Selain fleksibilitas belajar, UT juga memberikan kesempatan bagi mahasiswa untuk memanfaatkan program Rekognisi Pembelajaran Lampau (RPL). Melalui skema ini, pengalaman belajar maupun mata kuliah yang pernah ditempuh sebelumnya dapat diakui sehingga masa studi dapat diselesaikan lebih cepat.

Kisah nyata tentang kuliah sambil bekerja juga datang dari Welin Kusuma. Ia merupakan salah satu mahasiswa UT yang dikenal luas karena dedikasinya dalam menempuh pendidikan di berbagai bidang.

Saat ini, Welin telah mengoleksi 61 gelar akademik dan masih terus melanjutkan pendidikan baru. Baginya, belajar merupakan bagian dari perjalanan hidup yang tidak pernah berhenti.

“Motivasi saya memang dari kecil senang belajar. Orang tua saya mendorong untuk terus menuntut ilmu, sehingga sampai sekarang saya masih kuliah,” kata Welin.

Ia mengaku telah mempelajari berbagai disiplin ilmu, mulai dari ilmu perpustakaan, matematika, statistika, hingga administrasi.

Menurut Welin, sistem pembelajaran jarak jauh yang diterapkan UT justru melatih kedisiplinan serta kemampuan mengelola waktu dengan baik. Meski belajar dilakukan secara fleksibel, mahasiswa tetap harus mematuhi berbagai tenggat waktu dalam penyelesaian tugas.

“Ada deadline tugas, biasanya diberi waktu satu minggu.

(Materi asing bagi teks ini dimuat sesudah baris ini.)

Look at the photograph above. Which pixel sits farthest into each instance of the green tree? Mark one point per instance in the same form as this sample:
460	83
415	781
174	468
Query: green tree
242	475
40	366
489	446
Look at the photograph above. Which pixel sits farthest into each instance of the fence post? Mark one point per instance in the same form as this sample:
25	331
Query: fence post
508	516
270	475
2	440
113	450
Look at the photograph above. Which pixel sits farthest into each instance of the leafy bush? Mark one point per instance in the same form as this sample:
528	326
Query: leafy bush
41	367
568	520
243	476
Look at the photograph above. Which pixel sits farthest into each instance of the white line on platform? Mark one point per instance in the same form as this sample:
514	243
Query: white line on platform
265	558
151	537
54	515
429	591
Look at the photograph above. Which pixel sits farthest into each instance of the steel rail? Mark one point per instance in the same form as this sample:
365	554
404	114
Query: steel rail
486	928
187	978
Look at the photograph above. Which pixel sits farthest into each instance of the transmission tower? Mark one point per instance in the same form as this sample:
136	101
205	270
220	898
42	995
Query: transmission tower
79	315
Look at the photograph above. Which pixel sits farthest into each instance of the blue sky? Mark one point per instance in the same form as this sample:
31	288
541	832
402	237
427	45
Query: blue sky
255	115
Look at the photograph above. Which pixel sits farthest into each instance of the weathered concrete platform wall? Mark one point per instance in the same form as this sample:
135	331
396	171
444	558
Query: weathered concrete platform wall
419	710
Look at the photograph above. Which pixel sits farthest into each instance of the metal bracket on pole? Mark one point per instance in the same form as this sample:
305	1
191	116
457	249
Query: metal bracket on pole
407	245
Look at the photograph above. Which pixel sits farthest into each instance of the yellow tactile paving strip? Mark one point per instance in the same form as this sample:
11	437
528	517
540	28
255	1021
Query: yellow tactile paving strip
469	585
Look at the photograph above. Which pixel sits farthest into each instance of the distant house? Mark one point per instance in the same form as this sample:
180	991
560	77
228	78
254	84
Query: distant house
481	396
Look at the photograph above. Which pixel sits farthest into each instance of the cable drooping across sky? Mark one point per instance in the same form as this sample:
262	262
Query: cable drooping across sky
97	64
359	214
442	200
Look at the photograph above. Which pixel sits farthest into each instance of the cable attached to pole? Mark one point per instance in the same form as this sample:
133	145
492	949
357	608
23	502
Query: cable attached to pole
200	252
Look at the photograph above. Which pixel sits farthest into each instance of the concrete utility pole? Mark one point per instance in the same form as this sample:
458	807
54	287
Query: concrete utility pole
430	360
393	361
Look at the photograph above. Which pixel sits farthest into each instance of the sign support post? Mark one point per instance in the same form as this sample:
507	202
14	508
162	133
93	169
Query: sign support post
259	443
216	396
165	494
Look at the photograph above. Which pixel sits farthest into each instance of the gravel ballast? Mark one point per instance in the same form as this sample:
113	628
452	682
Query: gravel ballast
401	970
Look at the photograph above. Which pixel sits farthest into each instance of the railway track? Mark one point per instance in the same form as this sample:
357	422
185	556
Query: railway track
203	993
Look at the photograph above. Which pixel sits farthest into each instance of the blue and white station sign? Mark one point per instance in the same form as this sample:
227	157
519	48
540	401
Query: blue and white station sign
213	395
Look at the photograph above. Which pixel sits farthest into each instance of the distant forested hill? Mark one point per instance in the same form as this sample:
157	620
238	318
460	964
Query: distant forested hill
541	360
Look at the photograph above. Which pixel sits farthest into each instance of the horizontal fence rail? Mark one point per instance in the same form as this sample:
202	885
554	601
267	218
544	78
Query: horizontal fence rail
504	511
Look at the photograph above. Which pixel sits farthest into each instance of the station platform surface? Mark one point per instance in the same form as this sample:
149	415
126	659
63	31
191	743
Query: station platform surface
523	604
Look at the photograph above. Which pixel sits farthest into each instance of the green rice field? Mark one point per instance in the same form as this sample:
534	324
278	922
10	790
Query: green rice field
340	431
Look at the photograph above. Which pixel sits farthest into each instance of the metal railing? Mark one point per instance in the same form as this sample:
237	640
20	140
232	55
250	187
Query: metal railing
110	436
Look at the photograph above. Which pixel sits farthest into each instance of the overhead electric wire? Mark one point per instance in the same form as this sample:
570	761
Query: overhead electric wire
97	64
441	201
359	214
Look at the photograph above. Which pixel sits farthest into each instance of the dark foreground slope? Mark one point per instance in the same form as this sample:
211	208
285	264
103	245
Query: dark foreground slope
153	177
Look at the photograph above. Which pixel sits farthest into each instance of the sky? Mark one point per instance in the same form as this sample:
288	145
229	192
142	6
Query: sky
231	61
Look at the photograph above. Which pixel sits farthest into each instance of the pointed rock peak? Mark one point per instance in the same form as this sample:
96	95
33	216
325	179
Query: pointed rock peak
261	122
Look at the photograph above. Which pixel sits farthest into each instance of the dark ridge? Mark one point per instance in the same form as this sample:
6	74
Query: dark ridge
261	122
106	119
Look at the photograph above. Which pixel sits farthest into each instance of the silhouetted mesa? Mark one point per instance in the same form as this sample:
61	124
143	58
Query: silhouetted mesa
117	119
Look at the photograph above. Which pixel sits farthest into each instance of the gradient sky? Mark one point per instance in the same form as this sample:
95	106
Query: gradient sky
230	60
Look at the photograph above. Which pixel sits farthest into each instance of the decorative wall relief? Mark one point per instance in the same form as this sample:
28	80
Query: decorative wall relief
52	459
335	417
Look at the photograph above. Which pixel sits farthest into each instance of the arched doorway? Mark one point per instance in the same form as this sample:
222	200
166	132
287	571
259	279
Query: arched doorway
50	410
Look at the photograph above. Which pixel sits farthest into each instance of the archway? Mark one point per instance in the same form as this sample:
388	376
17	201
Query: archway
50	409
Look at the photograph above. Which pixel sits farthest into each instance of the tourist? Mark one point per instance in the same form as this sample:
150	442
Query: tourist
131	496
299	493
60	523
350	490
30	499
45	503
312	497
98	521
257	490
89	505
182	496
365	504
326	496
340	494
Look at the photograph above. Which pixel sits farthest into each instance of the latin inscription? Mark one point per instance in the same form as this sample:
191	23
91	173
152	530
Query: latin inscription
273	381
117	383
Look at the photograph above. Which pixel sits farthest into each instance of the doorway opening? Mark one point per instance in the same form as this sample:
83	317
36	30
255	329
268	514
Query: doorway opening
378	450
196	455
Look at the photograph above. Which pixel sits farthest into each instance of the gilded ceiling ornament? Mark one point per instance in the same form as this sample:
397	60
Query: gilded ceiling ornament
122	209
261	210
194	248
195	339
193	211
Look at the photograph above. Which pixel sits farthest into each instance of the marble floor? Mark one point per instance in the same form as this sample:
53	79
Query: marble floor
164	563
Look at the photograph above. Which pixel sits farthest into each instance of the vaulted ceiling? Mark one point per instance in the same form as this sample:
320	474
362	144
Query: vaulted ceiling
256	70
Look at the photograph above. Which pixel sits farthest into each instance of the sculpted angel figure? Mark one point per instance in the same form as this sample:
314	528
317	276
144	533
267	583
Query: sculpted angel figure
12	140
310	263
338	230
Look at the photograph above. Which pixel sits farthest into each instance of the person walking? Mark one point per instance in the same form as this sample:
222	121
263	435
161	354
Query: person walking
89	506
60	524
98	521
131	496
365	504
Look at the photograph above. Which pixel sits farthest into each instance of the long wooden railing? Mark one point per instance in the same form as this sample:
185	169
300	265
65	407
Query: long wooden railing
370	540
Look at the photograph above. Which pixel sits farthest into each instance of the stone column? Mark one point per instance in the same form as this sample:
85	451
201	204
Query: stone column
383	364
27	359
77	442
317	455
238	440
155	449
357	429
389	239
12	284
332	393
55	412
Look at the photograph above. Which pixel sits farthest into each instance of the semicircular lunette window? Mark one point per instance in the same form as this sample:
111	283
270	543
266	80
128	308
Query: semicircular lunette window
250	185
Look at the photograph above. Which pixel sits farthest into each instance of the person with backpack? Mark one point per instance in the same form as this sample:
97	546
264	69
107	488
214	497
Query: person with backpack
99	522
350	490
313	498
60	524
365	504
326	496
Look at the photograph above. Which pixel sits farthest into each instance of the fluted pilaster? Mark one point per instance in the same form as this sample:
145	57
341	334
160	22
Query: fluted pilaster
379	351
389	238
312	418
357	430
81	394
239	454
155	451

Kalau lewat, nilainya bisa tidak keluar. Jadi walaupun belajar jarak jauh, kita tetap harus disiplin,” ujarnya.

Ia biasanya memanfaatkan waktu senggang seperti saat istirahat makan siang atau akhir pekan untuk belajar dan mengerjakan tugas kuliah.

Welin juga menekankan bahwa ilmu yang diperoleh di bangku kuliah sangat bermanfaat dalam dunia kerja. Dengan bekal teori yang tepat, seseorang dapat menganalisis dan menyelesaikan masalah secara lebih sistematis.

“Kalau kita tidak punya teori, kita hanya trial and error. Dengan teori, kita bisa menyelesaikan masalah secara sistematis,” jelasnya.

Menutup diskusi tersebut, Suparti menyampaikan pesan motivasi kepada generasi muda agar tidak ragu melanjutkan pendidikan meski harus sambil bekerja. Ia memperkenalkan konsep yang ia sebut sebagai “DUIT”, yakni singkatan dari Doa, Usaha, Ikhlas, dan Tawakal.

“Semua orang punya mimpi. Setelah punya mimpi, kita harus berdoa, berusaha sungguh-sungguh, menjalani dengan ikhlas, dan akhirnya bertawakal kepada Tuhan,” kata Suparti.

Melalui sistem pendidikan terbuka dan fleksibel, Universitas Terbuka terus memperluas akses pendidikan tinggi bagi masyarakat di berbagai daerah. Upaya ini juga sejalan dengan Tujuan Pembangunan Berkelanjutan atau SDGs, khususnya SDG 4 tentang pendidikan berkualitas, yang menekankan pentingnya pemerataan akses pendidikan tanpa batas ruang, waktu, maupun latar belakang sosial.